All of them were dumb. That's the problem with AI conversational interfaces.
Once people talk to an "assistant" they intuitively expect the level of
intelligence of a human. Because of that, mistakes are not tolerated much and
conversation quickly goes from "ah this is so awesome we are living in the
future" to "this is the dumbest thing ever, just give me a search box and I'll
type what I need or I'll click with the mouse".

Usually irritation gets amplified because with each mistake, the AI forces the
human to repeat or explain things, which just makes it worse.

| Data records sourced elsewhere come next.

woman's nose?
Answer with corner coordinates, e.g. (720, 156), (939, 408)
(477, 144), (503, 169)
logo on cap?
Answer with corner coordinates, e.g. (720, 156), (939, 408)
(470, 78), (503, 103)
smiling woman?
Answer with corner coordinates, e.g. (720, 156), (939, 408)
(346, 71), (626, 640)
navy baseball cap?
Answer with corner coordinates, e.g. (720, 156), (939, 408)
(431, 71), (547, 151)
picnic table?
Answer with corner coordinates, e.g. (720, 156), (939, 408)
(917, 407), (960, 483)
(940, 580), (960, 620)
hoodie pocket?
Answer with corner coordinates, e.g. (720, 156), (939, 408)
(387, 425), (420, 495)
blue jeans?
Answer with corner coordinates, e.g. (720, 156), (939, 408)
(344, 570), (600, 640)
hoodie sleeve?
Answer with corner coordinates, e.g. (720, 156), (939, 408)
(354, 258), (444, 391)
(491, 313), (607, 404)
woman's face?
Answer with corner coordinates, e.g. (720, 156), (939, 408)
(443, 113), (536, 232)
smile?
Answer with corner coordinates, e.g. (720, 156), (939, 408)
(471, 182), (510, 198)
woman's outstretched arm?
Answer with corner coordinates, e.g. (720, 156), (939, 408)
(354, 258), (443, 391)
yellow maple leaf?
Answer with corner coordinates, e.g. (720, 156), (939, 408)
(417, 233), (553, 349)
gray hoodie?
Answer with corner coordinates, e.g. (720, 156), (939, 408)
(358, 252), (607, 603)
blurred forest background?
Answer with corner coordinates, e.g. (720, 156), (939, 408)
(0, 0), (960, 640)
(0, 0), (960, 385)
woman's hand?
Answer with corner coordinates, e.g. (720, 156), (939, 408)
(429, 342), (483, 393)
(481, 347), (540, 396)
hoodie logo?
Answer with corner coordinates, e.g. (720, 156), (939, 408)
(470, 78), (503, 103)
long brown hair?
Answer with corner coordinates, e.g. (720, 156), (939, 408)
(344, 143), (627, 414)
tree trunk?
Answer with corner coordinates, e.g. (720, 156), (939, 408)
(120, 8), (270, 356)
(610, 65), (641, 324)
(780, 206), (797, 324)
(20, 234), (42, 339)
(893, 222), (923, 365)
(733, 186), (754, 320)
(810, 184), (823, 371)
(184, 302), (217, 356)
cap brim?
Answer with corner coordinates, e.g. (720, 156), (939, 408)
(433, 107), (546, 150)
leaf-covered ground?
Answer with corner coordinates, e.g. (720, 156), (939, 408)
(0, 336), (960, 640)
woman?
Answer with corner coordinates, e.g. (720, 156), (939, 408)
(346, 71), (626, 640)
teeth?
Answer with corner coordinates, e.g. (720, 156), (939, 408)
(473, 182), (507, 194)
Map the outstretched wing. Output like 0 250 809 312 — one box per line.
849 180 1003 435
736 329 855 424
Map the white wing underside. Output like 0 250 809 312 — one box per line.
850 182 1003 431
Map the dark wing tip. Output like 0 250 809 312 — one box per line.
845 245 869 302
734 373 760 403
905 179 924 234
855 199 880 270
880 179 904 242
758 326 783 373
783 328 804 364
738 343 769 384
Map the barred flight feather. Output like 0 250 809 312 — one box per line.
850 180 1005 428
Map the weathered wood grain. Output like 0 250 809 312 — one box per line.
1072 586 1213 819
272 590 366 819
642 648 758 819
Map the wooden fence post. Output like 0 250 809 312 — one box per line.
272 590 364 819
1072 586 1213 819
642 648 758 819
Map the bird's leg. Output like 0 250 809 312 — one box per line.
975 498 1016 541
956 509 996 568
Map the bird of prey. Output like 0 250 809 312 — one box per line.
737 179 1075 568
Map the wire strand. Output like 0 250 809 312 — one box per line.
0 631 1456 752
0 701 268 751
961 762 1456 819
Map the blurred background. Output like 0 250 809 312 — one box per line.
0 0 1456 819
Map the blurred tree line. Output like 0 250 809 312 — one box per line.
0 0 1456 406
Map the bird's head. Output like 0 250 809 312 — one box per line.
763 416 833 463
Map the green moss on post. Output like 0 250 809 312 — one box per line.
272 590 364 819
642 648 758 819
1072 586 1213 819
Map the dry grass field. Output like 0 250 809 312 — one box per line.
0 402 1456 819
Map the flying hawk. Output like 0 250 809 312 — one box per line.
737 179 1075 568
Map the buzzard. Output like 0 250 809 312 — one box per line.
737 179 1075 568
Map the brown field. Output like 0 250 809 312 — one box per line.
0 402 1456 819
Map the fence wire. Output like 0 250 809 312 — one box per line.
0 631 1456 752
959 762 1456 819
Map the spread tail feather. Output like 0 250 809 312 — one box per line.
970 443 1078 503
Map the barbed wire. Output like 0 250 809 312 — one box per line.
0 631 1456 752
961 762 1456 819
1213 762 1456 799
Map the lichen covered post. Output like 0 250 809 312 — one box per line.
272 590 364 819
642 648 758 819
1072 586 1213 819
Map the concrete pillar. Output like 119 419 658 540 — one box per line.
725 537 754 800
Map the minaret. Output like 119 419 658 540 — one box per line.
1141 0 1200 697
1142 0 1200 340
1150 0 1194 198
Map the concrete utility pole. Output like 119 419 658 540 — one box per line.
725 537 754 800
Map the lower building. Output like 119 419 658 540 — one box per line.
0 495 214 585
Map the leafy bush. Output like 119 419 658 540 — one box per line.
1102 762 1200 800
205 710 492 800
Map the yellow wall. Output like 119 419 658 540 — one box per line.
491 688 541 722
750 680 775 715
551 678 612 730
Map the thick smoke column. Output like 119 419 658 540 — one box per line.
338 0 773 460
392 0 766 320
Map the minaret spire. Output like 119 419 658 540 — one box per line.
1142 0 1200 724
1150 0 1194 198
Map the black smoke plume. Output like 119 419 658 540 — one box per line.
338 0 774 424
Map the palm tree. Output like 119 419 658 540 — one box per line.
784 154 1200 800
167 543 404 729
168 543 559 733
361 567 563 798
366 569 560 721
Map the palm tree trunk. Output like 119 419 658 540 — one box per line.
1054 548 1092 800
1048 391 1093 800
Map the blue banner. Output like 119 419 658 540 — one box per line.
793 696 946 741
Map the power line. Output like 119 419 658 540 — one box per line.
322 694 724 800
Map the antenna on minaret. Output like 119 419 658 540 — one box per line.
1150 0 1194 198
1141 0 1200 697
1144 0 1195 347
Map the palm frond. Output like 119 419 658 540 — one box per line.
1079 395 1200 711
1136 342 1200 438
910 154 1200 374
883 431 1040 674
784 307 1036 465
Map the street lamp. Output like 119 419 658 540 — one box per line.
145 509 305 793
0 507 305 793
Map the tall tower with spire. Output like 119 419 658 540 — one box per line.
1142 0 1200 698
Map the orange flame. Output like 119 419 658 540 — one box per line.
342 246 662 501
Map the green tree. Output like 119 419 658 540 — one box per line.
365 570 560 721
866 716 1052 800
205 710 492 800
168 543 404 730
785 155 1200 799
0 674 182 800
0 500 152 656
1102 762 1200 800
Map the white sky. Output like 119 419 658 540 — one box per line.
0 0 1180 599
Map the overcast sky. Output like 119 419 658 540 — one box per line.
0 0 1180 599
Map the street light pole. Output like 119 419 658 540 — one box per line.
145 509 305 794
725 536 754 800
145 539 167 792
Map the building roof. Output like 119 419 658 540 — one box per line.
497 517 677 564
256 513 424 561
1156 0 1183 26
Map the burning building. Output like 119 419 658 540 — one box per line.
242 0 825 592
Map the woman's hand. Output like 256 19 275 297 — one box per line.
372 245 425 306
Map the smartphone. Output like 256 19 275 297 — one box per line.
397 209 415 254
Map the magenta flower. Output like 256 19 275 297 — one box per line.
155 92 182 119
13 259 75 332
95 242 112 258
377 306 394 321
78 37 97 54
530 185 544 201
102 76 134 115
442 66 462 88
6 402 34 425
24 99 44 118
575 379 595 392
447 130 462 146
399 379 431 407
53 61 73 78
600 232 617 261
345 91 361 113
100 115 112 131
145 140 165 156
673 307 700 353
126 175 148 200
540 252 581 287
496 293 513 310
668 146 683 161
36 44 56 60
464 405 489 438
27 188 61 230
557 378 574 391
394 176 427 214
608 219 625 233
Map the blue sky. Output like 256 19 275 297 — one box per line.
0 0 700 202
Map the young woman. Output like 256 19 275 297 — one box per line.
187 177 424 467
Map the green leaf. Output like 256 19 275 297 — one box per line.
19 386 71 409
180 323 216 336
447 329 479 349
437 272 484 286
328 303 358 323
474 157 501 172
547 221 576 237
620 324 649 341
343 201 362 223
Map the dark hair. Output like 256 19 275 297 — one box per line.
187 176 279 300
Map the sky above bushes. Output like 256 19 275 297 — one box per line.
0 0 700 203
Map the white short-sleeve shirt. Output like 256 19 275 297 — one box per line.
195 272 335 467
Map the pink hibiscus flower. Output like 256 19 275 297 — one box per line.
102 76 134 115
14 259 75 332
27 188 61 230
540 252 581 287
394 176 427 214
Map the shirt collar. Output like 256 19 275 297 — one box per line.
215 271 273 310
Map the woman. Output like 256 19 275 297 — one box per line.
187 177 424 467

> Have you seen any other music player that handles that kind of ambiguous
> "command"?

Other music players are not anthropomorphized AI assistants. So people don't
expect that from them. Once it has a human sounding name, and you are
addressing it by that name, the expectation is that it would act and perform
like a human.

> Were it a human, one wouldn't say they were dumb, just that they had
> differing taste or ideas.

That's interesting solution perhaps, what if it responded with "I don't know
much about music, so I can't decide or pick what to play". I think some people
would have preferred that instead of Selena Gomez. Even further maybe start a
dialog about "can you give me some example of the artists or songs you like,
I'll find some similar ones". That might be less irritating than simply
playing Selena Gomez.

> In particular what did you expect from "I hate Selena Gomez"?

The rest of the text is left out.